The other genes with affected copy number were mainly involved in carbohydrate and amino acid metabolism, and ion transport that may also modulate a biotechnological process. The dosage of numerous genes implicated in maltose metabolism was affected (e.g., MAL11, MAL13, MAL31, MAL33, MPH2 and MPH3). The MAL gene family of Saccharomyces is comprised of five multigene complexes, MAL1, MAL2, MAL3, MAL4 and MAL6, located at or near the telomere of a different chromosome, any one of which is sufficient for yeast to metabolize the disaccharide maltose and encodes maltose permease (GENE l), maltase (GENE 2) and the trans-acting MAL-activator (GENE 3) [27]. MAL11 and MAL13 are part of the MAL1 complex locus located on chromosome VII and encode high-affinity maltose transporter (α-glucoside transporter) and MAL-activator protein, respectively, whereas MAL31 and MAL33 are part of the MAL3 complex located on chromosome II and encode maltose permease and MAL-activator protein, respectively [28, 29]. It has been suggested that the MAL loci have been translocated to different chromosomes via a mechanism that involved the rearrangement(s) of chromosome termini [30]. MPH2 and MPH3 genes (maltose permease homologs) encode α-glucoside permeases that transport maltose, maltotriose, α-methylglucoside, and turanose [31].
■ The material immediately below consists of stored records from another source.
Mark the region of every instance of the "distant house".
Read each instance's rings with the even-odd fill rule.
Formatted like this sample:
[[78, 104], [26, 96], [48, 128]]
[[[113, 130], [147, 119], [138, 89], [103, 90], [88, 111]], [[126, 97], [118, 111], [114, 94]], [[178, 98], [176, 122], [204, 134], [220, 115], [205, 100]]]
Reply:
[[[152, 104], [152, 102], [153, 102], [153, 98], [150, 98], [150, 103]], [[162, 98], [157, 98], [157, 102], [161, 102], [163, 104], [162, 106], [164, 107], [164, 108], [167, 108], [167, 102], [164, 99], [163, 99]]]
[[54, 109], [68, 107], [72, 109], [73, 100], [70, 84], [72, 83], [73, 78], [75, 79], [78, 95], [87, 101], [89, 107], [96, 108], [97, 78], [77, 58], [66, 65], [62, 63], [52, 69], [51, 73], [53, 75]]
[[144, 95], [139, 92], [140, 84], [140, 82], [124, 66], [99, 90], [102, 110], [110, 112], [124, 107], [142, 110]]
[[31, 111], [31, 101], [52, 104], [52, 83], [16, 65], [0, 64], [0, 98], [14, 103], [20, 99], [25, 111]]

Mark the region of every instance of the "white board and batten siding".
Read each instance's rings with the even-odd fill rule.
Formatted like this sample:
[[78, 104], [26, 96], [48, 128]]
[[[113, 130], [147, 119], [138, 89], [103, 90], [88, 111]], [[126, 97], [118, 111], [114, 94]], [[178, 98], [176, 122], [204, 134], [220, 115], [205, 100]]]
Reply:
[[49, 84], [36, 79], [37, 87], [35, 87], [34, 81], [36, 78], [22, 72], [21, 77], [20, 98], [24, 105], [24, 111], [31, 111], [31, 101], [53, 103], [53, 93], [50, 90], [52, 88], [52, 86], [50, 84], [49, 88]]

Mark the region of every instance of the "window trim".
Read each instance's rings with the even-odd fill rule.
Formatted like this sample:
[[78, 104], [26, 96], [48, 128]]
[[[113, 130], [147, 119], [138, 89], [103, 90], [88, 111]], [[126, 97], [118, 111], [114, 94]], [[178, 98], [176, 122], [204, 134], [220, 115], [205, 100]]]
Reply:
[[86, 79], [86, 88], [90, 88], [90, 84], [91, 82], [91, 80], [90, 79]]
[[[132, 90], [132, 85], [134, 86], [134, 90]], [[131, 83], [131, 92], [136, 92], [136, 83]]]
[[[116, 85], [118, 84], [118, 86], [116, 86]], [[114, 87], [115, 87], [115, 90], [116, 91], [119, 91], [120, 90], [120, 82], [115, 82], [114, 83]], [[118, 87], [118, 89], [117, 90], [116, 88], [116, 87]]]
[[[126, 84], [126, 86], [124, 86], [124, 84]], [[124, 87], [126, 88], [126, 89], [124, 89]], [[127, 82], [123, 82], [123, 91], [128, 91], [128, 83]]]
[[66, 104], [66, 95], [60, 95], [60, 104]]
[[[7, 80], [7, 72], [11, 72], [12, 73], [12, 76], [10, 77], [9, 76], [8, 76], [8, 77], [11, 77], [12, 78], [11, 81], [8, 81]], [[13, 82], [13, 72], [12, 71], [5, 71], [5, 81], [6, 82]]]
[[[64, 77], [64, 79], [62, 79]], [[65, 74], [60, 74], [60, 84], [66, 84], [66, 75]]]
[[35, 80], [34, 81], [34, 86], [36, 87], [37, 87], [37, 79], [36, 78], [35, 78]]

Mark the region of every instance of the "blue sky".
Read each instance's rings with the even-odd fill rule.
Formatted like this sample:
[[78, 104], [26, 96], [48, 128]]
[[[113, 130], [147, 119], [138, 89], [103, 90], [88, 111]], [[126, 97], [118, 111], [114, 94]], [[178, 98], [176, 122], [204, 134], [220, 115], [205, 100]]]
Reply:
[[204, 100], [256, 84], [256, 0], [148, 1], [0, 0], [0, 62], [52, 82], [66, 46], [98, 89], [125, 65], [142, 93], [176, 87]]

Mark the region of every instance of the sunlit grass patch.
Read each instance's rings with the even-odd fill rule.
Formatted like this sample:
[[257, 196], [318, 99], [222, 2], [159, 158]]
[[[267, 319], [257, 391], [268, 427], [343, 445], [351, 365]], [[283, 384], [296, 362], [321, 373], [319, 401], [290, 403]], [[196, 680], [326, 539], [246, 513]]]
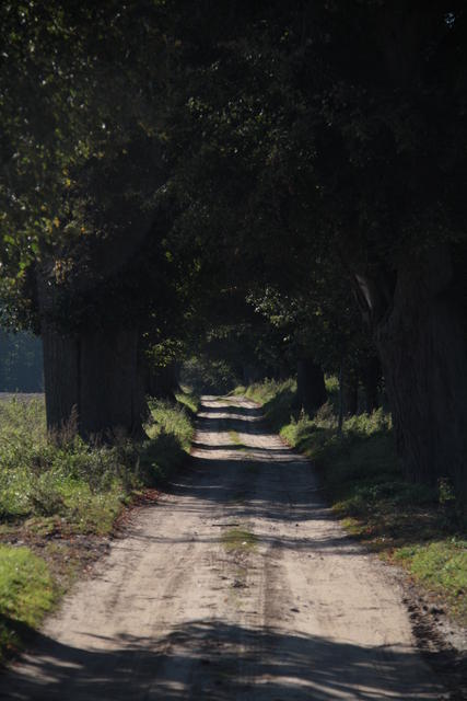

The distillery strains also differed in the copy number of ASP3 genes, especially highly elevated ASP3 gene copy number was revealed in strain 19 (S. kudriavzevii). ASP3 contains a gene cluster located on chromosome XII comprised of four identical genes, ASP3-1, ASP3-2, ASP3-3, and ASP3-4, which encode for cell wall-associated L-asparaginase II that catalyzes the conversion of L-asparagine to aspartate and ammonia [32]. Asp3p is induced in response to nitrogen starvation and regulated by Gln3p/Ure2p [33]. More recently, the ASP3 locus has been shown to be originated by horizontal gene transfer from Wickerhamomyces [34]. It has been speculated that ASP3 acquisition may have aided yeast adaptation to artificial environments and may further highlight the importance of gene sharing between yeasts in the evolution of their remarkable metabolic diversity [34].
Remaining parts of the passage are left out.